• National Cancer Institute
  • National Human Genome Research Institute
LEADERSHIP UPDATE

Posted: April 1, 2014

TCGA's Pan-Cancer Efforts and Expansion to Include Whole Genome Sequence

Image: Dr. Carolyn Hutter

Carolyn Hutter, Ph.D.
Program Director of the Division of Genomic Medicine at the National Human Genome Research Institute (NHGRI)

In 2013, TCGA’s ‘Pan-Cancer’ analysis on over 5,000 cases from 12 tumor projects (see figure) was featured in Nature Genetics with a complementary focus website, which presented over 15 papers and 5 thematic threads. The threads highlight key findings for mutational drivers, network models, exposures and pathogens, data discovery and future directions.

TCGA is currently expanding efforts to characterize commonalities, differences, and emergent themes across cancer types in collaboration with the International Cancer Genome Consortium (ICGC) through the Pan-Cancer Analysis of Whole Genomes (PAWG) project. The goal is to analyze the genomes, including genome-wide sequence data, of approximately 2000 pairs of tumor and normal samples, and integrate those results with clinical and other molecular data on the same cases. The genomic sequence data will be available to the research community through the TCGA Data Portal, CGHub, and the ICGC Data Repository. Investigators around the globe will lead analysis in a number of scientific areas, including: integration of transcriptome and genome analyses, patterns of structural variations, novel somatic mutation-calling methods, evolution and heterogeneity, and germline cancer genome variation.

Integrated data set for comparing and contrasting multiple tumor types.Figure 1: Integrated data set for comparing and contrasting multiple tumor types. The Cancer Genome Atlas Research Network, Weinstein, J.N., Collisson, E.A., Mills, G.B., Shaw, K.M., Ozenberger, B.A., Ellrott, K., Shmulevich, I., Sander, C., and Stuart, J.M. (2013) The Cancer Genome Atlas Pan-Cancer analysis project. Nat Genet. doi:10.1038/ng.2764. Read the full article.

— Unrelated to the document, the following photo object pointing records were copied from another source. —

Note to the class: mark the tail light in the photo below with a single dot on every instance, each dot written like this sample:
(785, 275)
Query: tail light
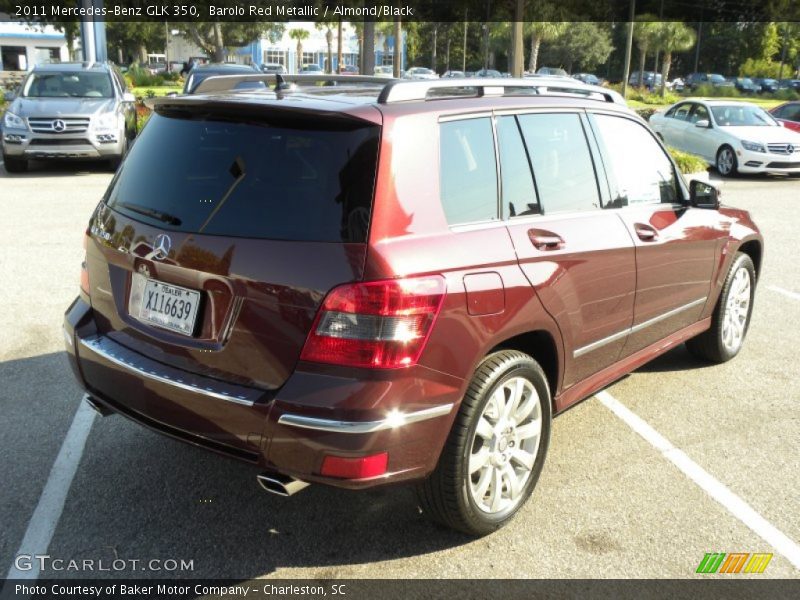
(84, 269)
(376, 324)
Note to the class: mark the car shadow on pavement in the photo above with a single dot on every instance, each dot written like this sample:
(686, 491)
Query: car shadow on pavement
(677, 359)
(140, 495)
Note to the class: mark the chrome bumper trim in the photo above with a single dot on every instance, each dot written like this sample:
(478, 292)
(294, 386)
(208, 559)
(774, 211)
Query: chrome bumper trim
(392, 421)
(636, 328)
(150, 369)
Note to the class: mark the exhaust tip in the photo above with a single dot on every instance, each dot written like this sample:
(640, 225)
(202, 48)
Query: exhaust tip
(100, 409)
(280, 485)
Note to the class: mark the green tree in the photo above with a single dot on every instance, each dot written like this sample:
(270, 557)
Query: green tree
(299, 35)
(672, 36)
(644, 32)
(214, 37)
(583, 45)
(542, 31)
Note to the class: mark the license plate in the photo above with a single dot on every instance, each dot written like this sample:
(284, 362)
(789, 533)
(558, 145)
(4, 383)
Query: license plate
(164, 305)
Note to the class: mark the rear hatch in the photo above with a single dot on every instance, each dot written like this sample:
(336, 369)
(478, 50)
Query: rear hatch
(224, 229)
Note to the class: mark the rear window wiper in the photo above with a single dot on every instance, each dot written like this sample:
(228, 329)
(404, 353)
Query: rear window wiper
(152, 212)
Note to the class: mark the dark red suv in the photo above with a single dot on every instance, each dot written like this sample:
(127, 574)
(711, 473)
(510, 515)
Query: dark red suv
(370, 283)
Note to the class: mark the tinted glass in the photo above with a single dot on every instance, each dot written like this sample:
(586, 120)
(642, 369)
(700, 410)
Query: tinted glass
(682, 112)
(70, 84)
(639, 170)
(468, 171)
(699, 112)
(562, 165)
(742, 115)
(519, 195)
(250, 179)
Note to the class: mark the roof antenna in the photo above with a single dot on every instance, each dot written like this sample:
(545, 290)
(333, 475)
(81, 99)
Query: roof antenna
(280, 83)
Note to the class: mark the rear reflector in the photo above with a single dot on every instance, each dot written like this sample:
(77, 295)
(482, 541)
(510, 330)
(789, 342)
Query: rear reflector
(377, 324)
(355, 468)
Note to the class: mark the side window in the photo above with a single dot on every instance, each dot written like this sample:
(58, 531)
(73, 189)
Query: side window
(468, 171)
(519, 194)
(682, 112)
(639, 171)
(562, 164)
(699, 113)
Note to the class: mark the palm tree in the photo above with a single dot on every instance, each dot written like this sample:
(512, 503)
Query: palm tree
(326, 25)
(644, 32)
(299, 35)
(542, 31)
(672, 36)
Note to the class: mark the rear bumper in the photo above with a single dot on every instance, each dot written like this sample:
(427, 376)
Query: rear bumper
(290, 430)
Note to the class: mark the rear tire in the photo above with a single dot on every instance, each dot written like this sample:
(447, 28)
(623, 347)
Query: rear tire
(496, 448)
(731, 317)
(727, 165)
(15, 165)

The TCGA/ICGC PAWG will capitalize on existing TCGA data and infrastructure, and will incorporate information from other NIH-funded projects, such as the Encyclopedia of DNA Elements (ENCODE), the Genotype-Tissue Expression (GTEx) Program and the Roadmap Epigenomics Program. As with other TCGA Pan-Cancer efforts to date, this work represents a significant effort and underscores the importance of team science. Using integrative approaches, investigators will be better able to distinguish the signal from the noise and focus on functionally relevant genomic alterations, pathways and mechanisms. However, whole genome analysis also poses a number of key challenges and research needs, such as improved approaches for computing on petabytes of data, more robust standards for cross-project mutation calling, and more effective methods for analyzing and interpreting non-coding variation.

Overall, combining whole genome sequence analysis and comprehensive genomic characterization in this coordinated cross-cancer analysis will enhance our knowledge of cancer genomics and biology. Such work will move TCGA closer towards our goal to improve our ability to diagnose, treat and prevent cancer. Furthermore, the advances in this project will extend beyond cancer research, as the improved capabilities in whole genome sequence analysis and interpretation will be applicable to studies of other diseases and of biology in general.